‘GM-contaminated’ rice sold by Maharashtra firm

‘GM-contaminated’ rice sold by Maharashtra firm

Who is the source of exporter?

  • The Centre has identified a Maharashtra-based exporter as the source of the broken rice flagged in Europe as contaminated with genetic modifications (GM) earlier this year.

Who has certified non-GMO certification?

  • It added that the 500-tonne consignment was given a non-GMO certification by an independent agency (Bureau Veritas (India) Private Limited).

Whether India produces GM rice?

  • Government reiterating that GM rice is not grown commercially in India.

The steps taken by Indian Government

  • IARI Director said that the European Commission must share details of specific genetic markers found in the consignment, so that it could be tracked to ascertain if there were any linkages to any of the approved field trials of GM rice in India.
  • Indian government constituted a commission, which includes experts both from the Genetic Engineering Appraisal Committee [GEAC] and agricultural experts from the IARI and other rice experts to investigate the matter.

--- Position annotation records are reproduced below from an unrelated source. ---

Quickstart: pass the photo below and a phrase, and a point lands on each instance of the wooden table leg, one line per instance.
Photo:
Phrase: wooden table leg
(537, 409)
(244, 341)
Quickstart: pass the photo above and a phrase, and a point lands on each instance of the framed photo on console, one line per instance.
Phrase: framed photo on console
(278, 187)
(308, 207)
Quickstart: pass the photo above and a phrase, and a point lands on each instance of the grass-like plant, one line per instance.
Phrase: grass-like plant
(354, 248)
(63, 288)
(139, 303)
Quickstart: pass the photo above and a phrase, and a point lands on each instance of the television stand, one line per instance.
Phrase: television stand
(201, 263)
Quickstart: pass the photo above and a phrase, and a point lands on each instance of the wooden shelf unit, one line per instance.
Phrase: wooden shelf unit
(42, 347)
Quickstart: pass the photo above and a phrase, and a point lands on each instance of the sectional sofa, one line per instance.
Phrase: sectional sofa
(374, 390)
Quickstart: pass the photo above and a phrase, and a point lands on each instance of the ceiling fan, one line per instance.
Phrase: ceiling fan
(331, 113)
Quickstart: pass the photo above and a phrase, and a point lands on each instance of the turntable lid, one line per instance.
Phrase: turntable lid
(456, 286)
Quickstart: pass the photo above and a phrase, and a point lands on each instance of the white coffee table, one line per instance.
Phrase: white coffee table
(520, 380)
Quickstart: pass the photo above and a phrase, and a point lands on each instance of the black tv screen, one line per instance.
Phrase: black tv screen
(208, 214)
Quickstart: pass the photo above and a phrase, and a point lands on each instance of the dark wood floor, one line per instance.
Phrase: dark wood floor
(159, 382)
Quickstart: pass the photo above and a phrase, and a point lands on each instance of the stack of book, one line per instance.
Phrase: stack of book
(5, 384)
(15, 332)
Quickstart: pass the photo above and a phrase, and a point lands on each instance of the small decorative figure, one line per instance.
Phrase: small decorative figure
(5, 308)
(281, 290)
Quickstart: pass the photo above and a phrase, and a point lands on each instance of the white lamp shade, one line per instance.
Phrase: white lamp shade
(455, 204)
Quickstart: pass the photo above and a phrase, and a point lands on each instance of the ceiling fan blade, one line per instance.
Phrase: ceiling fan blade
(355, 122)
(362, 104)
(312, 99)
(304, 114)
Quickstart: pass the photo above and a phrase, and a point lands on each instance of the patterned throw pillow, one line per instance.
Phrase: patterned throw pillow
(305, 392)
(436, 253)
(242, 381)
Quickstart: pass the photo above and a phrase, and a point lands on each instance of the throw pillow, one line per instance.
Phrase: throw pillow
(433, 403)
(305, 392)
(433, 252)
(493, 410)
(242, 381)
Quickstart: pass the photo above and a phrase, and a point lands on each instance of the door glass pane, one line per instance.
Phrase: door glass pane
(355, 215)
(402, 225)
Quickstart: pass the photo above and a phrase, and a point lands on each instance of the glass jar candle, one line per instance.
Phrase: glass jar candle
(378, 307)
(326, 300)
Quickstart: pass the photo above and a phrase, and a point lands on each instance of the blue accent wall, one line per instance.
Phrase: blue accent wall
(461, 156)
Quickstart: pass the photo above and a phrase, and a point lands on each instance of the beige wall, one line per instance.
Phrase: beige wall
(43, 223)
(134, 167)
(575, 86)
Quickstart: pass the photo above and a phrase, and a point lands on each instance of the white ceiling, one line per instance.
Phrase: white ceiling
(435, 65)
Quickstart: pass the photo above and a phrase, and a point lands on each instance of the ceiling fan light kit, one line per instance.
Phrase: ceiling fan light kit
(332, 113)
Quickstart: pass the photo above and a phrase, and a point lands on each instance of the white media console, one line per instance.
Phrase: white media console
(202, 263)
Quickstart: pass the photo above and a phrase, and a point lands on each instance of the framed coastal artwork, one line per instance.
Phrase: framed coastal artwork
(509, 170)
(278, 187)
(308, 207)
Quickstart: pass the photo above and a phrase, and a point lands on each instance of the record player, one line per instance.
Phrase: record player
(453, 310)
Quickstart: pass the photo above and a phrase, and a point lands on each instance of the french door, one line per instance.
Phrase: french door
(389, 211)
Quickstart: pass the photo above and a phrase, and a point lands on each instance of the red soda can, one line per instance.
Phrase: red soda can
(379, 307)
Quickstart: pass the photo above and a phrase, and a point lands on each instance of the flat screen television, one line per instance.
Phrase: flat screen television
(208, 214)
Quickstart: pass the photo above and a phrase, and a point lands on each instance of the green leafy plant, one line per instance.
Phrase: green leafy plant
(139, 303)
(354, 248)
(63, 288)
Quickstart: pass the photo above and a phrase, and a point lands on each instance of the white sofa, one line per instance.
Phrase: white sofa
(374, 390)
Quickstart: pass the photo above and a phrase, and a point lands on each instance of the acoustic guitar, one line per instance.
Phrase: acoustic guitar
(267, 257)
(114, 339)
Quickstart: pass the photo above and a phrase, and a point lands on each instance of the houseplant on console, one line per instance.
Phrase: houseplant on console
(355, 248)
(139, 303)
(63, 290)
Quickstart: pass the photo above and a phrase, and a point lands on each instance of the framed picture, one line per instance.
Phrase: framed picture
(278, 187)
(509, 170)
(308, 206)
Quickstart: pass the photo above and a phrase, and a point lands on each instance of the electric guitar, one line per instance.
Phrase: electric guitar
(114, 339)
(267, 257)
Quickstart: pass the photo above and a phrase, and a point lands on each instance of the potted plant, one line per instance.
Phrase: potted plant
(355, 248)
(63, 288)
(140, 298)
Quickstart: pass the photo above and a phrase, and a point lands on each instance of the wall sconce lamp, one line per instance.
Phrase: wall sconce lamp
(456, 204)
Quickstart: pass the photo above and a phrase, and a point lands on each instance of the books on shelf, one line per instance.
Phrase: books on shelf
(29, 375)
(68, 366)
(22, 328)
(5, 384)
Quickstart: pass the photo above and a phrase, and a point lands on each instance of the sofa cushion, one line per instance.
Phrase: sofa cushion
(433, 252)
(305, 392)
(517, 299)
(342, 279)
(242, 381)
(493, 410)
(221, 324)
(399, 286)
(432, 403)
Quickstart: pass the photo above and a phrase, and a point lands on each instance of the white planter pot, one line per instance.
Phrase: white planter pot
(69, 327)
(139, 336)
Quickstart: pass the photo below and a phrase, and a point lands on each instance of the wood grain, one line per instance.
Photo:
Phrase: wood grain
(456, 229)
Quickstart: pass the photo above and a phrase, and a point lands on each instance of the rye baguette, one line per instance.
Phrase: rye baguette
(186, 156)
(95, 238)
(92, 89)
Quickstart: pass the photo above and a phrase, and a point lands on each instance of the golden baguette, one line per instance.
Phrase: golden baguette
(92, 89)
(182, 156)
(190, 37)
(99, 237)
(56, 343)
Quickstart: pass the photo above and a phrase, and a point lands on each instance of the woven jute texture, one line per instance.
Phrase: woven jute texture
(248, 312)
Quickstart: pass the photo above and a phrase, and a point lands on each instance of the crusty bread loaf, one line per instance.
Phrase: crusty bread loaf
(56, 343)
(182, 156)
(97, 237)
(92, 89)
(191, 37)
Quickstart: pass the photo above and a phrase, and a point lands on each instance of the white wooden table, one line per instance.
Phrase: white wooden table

What Indian government says?

  • The GMO contamination is suspected to have been found in rice flour which was processed in the EU, and they themselves are not sure of the exact source of the contaminant. The broken white rice exported from India, which is allegedly one of the possibilities, has passed through many hands before reaching the actual processors in the EU.
  • The Ministry suggested that cross contamination could have taken place while the broken rice was being processed into final products in Europe.
  • Indian govt. says that hardly any possibility of cross contamination even during inland transit, final sample was drawn at the port of loading by an independent inspection agency (Bureau Veritas (India) Private Limited) having international recognition which, after due testing and verification, issued a Non-GMO certificate before shipment.
  • The European Commission’s contamination alert prompted the recall of tonnes of confectionery items and baked goods throughout Europe this summer, and provoked concerns that India’s ₹65,000 crore worth of annual rice exports could be hurt by the allegations.